Siding with Google, a federal judge has thrown out Android users' claims that company “spies” on them by collecting information about their use of other companies' apps.
In a ruling issued this week, U.S. District Court Judge Charles Breyer in the Northern District of California said the allegations in the complaint, even if proven true, wouldn't prove that Google broke its contract with users, or that it violated various California privacy and consumer protection laws. Breyer's ruling is without prejudice, meaning the Android users can beef up their claims and bring them again.
The ruling grew out of a complaint brought last November by Android users Marie Hammerling and Kay Jackson, both of Florida.
Their lawsuit centered on the “Android Lockbox,” a program that allegedly enables Google employees “to monitor and collect real-time sensitive personal data on users when they interact with non-Google applications.”
“Google has relied on an internal secret program called 'Android Lockbox,'” the complaint alleges. “This program allows Google employees to spy on Android smartphone users.”
Android Lockbox came to public attention in 2020, when The Information reported that Google drew on data about people's use of outside apps, like TikTok, for competitive purposes.
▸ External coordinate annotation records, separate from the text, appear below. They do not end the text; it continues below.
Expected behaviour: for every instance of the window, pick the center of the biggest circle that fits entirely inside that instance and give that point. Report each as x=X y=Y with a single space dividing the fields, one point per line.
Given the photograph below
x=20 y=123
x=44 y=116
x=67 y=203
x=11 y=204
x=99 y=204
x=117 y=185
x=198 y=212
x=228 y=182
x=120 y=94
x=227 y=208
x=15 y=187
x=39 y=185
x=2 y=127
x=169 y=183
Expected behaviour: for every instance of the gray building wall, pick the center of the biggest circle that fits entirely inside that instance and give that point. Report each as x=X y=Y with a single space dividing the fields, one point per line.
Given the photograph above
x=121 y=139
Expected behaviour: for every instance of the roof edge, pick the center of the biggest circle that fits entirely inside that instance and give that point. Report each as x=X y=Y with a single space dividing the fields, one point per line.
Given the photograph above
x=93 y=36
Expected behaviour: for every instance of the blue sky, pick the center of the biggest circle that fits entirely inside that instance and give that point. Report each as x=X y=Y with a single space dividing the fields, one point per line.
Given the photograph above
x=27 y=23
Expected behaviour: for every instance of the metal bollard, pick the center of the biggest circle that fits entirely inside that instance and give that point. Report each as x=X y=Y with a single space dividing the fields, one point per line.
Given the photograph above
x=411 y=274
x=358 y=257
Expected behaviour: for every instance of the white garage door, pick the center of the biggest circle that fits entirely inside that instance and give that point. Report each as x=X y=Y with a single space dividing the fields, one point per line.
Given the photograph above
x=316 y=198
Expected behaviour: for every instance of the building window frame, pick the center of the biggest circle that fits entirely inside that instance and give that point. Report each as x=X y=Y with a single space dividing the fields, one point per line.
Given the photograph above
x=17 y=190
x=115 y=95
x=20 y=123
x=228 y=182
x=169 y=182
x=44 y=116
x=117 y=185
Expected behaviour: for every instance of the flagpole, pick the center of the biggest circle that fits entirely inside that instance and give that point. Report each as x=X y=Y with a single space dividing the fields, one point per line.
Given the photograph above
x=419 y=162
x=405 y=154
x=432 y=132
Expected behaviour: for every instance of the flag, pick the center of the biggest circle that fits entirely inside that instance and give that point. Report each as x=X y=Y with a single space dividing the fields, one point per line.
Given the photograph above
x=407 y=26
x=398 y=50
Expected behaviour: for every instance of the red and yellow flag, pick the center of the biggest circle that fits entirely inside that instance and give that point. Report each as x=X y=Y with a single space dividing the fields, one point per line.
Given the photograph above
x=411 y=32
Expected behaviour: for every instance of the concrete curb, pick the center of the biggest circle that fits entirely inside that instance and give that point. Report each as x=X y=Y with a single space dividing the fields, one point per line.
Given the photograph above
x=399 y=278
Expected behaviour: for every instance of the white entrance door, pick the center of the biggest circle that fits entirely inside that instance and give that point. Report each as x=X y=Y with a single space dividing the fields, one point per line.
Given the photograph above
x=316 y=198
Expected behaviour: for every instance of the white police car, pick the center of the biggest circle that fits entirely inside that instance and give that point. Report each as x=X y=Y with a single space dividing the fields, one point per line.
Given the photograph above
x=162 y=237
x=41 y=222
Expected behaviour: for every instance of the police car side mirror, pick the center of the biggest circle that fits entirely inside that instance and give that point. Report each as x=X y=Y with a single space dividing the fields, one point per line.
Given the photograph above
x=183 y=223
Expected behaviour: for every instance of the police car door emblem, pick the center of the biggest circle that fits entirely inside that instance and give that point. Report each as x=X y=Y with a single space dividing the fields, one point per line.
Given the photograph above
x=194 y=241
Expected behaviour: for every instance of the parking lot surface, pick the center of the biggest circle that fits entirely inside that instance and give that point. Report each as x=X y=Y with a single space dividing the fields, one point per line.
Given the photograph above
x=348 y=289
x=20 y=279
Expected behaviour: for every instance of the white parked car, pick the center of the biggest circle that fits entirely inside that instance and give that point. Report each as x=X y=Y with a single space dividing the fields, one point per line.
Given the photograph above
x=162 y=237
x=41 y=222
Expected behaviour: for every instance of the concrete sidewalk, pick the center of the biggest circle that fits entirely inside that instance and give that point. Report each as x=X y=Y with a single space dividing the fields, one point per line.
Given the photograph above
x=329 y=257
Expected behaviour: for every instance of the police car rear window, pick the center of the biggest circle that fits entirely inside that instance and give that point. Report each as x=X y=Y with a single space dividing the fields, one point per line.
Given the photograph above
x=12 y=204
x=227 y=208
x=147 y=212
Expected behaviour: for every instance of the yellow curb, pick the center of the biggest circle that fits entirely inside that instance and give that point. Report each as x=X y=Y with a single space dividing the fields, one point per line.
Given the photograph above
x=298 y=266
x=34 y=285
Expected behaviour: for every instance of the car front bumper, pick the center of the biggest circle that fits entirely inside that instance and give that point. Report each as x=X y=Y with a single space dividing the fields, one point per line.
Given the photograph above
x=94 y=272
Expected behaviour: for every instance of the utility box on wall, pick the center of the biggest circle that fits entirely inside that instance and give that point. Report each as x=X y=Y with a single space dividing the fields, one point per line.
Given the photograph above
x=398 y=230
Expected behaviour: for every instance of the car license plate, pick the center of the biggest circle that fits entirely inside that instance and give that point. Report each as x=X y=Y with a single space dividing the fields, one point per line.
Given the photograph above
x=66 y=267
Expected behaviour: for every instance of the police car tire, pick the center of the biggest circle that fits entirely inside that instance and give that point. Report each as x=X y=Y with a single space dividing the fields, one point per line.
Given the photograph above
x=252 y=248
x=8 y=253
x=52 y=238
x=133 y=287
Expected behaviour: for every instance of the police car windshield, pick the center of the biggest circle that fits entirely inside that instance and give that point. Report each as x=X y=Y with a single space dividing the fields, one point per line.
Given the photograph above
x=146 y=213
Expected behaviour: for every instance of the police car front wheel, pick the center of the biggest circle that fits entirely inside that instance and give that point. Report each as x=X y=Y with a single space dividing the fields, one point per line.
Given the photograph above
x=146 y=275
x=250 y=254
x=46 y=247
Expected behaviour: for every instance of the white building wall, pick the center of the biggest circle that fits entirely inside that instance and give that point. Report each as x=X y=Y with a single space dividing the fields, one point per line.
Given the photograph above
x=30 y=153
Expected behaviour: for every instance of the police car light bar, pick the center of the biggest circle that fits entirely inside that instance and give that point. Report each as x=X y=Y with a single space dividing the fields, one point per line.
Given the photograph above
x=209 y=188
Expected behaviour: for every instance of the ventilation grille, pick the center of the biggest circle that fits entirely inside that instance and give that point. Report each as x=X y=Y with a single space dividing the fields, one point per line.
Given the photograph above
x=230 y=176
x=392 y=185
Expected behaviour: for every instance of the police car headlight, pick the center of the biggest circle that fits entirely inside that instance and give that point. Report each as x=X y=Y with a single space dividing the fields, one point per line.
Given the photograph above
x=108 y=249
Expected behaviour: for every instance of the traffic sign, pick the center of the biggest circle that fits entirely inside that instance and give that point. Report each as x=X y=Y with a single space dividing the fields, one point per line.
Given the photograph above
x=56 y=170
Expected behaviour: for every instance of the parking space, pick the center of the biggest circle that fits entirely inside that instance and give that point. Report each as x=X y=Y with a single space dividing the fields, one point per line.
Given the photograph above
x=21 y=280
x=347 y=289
Google reportedly only collects the data from users who agree to share their “usage and diagnostics” information with the company. Google says in an online support page the company uses that data “to improve products and services, like Google apps and Android devices.”
Breyer said in the ruling that Google's statements about data collection were ambiguous, and could lead a “reasonable consumer” to conclude that Google didn't collect data from outside apps.
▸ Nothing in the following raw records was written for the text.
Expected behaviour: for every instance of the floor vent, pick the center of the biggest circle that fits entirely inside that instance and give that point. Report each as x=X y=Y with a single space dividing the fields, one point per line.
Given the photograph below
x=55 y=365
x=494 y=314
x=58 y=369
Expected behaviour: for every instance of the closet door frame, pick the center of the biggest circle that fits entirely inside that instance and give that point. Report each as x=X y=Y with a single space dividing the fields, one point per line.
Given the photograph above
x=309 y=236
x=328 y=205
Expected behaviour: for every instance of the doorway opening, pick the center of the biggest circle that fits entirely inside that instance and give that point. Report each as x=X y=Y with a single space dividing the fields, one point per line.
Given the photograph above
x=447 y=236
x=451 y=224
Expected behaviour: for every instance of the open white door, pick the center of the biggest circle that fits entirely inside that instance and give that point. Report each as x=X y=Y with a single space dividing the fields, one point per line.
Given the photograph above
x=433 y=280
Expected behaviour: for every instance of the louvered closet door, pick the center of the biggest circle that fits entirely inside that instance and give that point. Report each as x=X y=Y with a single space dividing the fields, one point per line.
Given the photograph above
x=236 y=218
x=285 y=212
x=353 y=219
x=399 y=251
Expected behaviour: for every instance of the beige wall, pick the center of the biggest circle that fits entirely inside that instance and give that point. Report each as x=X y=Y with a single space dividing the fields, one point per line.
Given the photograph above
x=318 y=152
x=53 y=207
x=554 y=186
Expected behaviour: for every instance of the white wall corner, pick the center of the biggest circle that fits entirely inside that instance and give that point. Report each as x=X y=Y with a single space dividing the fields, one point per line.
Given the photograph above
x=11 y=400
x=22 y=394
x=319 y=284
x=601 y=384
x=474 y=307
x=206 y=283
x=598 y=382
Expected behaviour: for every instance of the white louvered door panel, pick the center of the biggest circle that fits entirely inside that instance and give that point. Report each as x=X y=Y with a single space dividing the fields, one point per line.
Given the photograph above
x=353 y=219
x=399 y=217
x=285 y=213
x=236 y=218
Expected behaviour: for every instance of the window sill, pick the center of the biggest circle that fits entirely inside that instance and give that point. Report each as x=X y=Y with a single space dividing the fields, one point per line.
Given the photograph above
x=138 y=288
But he ultimately said those “ambiguous” statements wouldn't support a claim that the company violated its contract with users, because the statements didn't “amount to a promise to collect data only from Google apps or third-party apps that use Google services.”
Breyer also said the allegations, even if proven true, wouldn't show that Google violated California's privacy standards -- in part, because the app data allegedly gathered wasn't particularly sensitive.
“Plaintiffs do not allege that the data allegedly collected by Google is sufficiently specific or personal, and its collection sufficiently harmful, to be highly offensive,” Breyer wrote.